New Standard Supports Parachutes for Drones

A new ASTM International standard aims to help meet the need for parachute recovery systems to increase safety when operating small unmanned aircraft systems (sUAS), commonly known as drones.

The new standard provides a path of requirements for testing and validation documentation for a parachute recovery system (PRS).  According to members of the ASTM International UAS committee (F38), this could help a drone operator seek approval from a civil aviation authority to fly small drones over people.

Specifically, the standard defines the design, fabrication, and test requirements of installable, deployable PRS integrated into a drone to lessen the impact energy of the system should it fail to sustain normal, stable, safe flight. The standard applies to multi-rotor, single-rotor, hybrid, vertical takeoff/landing (VTOL), or fixed-wing drones.

The standard will soon be published as F3322.

According to ASTM International member Alan Erickson, CTO, Indemnis, Inc. and the technical contact on the committee, the new standard creates a framework for the entity that integrates the parachute components, the drone itself, and the testing of the entire system.

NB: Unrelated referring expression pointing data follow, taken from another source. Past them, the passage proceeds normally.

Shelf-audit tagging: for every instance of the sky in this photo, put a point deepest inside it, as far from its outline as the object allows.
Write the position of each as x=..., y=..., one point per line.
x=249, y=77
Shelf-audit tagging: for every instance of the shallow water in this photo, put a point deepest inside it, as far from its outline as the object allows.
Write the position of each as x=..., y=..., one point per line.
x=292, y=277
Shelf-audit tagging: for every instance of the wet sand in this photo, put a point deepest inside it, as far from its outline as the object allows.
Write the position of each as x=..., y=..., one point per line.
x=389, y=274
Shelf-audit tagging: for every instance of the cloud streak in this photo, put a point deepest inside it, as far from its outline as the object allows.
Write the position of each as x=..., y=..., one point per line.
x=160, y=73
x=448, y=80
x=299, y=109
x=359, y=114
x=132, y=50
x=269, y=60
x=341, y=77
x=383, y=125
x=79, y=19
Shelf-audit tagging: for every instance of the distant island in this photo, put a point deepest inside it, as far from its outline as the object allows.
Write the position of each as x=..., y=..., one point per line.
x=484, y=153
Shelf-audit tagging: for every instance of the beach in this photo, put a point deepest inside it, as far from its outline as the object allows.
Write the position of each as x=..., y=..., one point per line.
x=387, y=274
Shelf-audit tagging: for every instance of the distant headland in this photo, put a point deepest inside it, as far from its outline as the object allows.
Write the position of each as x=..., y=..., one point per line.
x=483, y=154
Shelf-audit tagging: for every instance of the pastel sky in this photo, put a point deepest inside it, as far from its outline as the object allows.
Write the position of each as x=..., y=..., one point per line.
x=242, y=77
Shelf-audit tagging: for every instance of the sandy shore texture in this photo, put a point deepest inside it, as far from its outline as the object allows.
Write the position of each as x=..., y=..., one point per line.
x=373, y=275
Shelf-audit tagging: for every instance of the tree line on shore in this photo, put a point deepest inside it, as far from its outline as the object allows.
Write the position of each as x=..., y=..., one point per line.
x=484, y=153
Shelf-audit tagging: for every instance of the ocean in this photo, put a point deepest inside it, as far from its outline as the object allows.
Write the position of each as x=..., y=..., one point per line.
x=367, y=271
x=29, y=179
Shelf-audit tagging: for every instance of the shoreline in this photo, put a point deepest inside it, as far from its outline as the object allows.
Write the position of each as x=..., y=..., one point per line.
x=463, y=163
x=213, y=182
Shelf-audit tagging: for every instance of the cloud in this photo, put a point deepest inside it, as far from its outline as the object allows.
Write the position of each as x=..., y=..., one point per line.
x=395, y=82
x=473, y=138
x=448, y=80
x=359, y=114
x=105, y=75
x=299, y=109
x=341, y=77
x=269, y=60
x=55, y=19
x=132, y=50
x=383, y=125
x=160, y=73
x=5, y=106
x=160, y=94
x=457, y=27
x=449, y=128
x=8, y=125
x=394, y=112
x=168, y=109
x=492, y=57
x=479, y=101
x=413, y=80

This entity can be the PRS manufacturer, the drone manufacturer, or the person trying to get permission from a civil aviation authority to fly a drone over people.

“The standard includes a rigorous design and testing matrix due to the simple fact that a PRS may be the only failsafe in a critical system failure,” says Erickson. “When applied correctly, a PRS will enable industry growth in a way that provides civil aviation authorities and civilian populations with a high level of confidence in sUAS.”